Al decir esto, se quitó el broche que sujetaba la letra escarlata y, arrancándosela del pecho, la arrojó lejos, entre las hojas secas. El místico emblema cayó a orillas del arroyo. Si el impulso de la mano hubiera sido mayor, habría caído en el agua, proporcionando a la breve corriente otra pena más que arrastrar, además de la incomprensible historia que seguía murmurando. Allí quedó la letra bordada, brillando como una joya perdida, que tal vez algún desventurado vagabundo había de recoger para verse asaltado luego por extraños fantasmas de culpabilidad, melancolía de corazón y desgracias indecibles.

Una vez liberada del estigma, Hester lanzó un largo y hondo suspiro que se llevó de su espíritu el peso de vergüenza y angustia. ¡Alivio exquisito! ¡No se había dado cuenta de su peso real hasta verse libre de él! Con un nuevo impulso, se quitó la obligada cofia que aprisionaba sus cabellos negros y espesos, que cayeron sobre sus hombros, con sombra y luz en su abundancia, y prestando el encanto de la suavidad a sus facciones. Una radiante y dulce sonrisa que parecía brotar del corazón mismo de la feminidad jugueteaba alrededor de su boca y brillaba en sus ojos. Sus mejillas, hasta entonces siempre pálidas, se tiñeron de un rubor carmín. Su sexo, su juventud y toda la abundancia de su hermosura volvieron desde lo que los hombres llaman pasado irrevocable, para incrustarse, junto con sus esperanzas de mujer y una felicidad hasta entonces desconocida, dentro del círculo mágico de aquella hora. Y como si la bruma de la tierra y del cielo no hubiera sido otra cosa que un efluvio de aquellos dos corazones mortales, se desvaneció con su pena. Y como si el cielo hubiera sonreído súbitamente, todo quedó anegado en la luz del sol, que inundó con un auténtico torrente el oscuro bosque, alegrando cada hoja verde, convirtiendo en oro el amarillo de las hojas caídas y haciendo relucir los troncos grises de los majestuosos árboles. Los objetos que antes emanaban sombra, resplandecían ahora de luz. El curso del arroyo podía distinguirse por su alegre centelleo en el lejano corazón del bosque, convertido ahora en un misterio de alegría.

Tal era la simpatía de la Naturaleza —de aquella salvaje y pagana Naturaleza del bosque, nunca subyugada por la ley de los hombres ni iluminada por la verdad más alta— hacia la felicidad de aquellos dos seres. El amor, ya sea recién nacido, ya despierte de un sueño semejante a la muerte, siempre debe crear un rayo de sol, llenando los corazones de una luminosidad tal que acabe por desbordarse sobre el mundo exterior. Aunque el bosque hubiese permanecido entre tinieblas, habría parecido lleno de luz y resplandeciente a los ojos de Hester y de Arthur Dimmesdale.
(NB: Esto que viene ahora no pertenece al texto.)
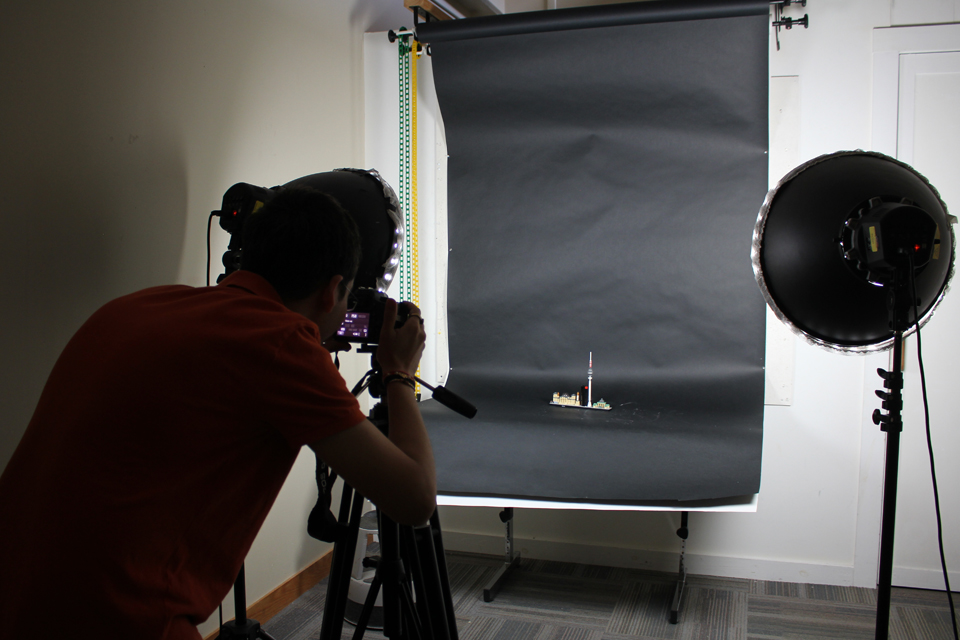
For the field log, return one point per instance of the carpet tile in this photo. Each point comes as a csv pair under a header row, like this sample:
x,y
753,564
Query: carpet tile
x,y
549,600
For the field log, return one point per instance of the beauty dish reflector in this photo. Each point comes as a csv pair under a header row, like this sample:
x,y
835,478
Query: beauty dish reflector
x,y
374,206
834,231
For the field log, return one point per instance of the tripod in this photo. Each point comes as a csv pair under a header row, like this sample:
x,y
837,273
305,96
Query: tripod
x,y
411,569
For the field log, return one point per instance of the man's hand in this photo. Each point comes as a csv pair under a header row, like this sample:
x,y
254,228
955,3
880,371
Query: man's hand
x,y
400,349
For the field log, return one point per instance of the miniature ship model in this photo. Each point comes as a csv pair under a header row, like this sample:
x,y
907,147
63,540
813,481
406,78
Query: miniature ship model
x,y
583,399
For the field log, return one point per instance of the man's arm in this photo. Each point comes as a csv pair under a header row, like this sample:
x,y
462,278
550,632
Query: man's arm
x,y
396,473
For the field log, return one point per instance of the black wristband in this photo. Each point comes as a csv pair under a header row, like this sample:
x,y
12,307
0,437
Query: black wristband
x,y
400,377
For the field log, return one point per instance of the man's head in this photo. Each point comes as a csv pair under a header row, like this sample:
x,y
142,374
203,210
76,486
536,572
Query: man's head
x,y
300,240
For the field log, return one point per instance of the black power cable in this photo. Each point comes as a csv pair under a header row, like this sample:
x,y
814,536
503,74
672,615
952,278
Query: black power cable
x,y
209,222
933,471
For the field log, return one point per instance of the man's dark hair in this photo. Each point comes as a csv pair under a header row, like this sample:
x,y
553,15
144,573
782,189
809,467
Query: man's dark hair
x,y
299,240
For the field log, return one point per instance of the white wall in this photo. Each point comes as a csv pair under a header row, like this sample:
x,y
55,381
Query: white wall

Hester le miró con el estremecimiento de una dicha nueva.

—¡Tienes que conocer a Perla! ¡Nuestra pequeña Perla! Ya sé que la has visto, pero ahora tendrás que verla con otros ojos. ¡Es una niña tan extraña! Me cuesta comprenderla. Pero tú la querrás tiernamente, como hago yo, y me aconsejarás cómo debo tratarla.

—¿Crees que la niña se alegrará de conocerme? —preguntó el pastor, algo inquieto—. Hace tiempo que huyo de los niños, porque suelen mostrar cierto malestar, cierta desconfianza para relacionarse conmigo. ¡Hasta he tenido miedo de la pequeña Perla!

—¡Qué triste es eso! —respondió la madre—. Pero ella te querrá tiernamente, y tú a ella. No está lejos. Voy a llamarla. ¡Perla! ¡Perla!

—Ya veo a la niña —observó el pastor—. Está allí, de pie en medio de un claro de sol, algo lejos, al otro lado del arroyo. ¿Crees que me querrá?

Hester sonrió y volvió a llamar a Perla, a la que podían ver a cierta distancia, como le había dicho el pastor: una visión resplandeciente, en medio de un rayo de sol que caía sobre ella a través de un arco de copas de árboles. El rayo se agitaba de un lado a otro haciendo borrosa y nítida su figura, niña real unas veces, otras espíritu de una niña, según las idas y venidas de la luz. Perla oyó la voz de su madre y se acercó caminando lentamente por el bosque.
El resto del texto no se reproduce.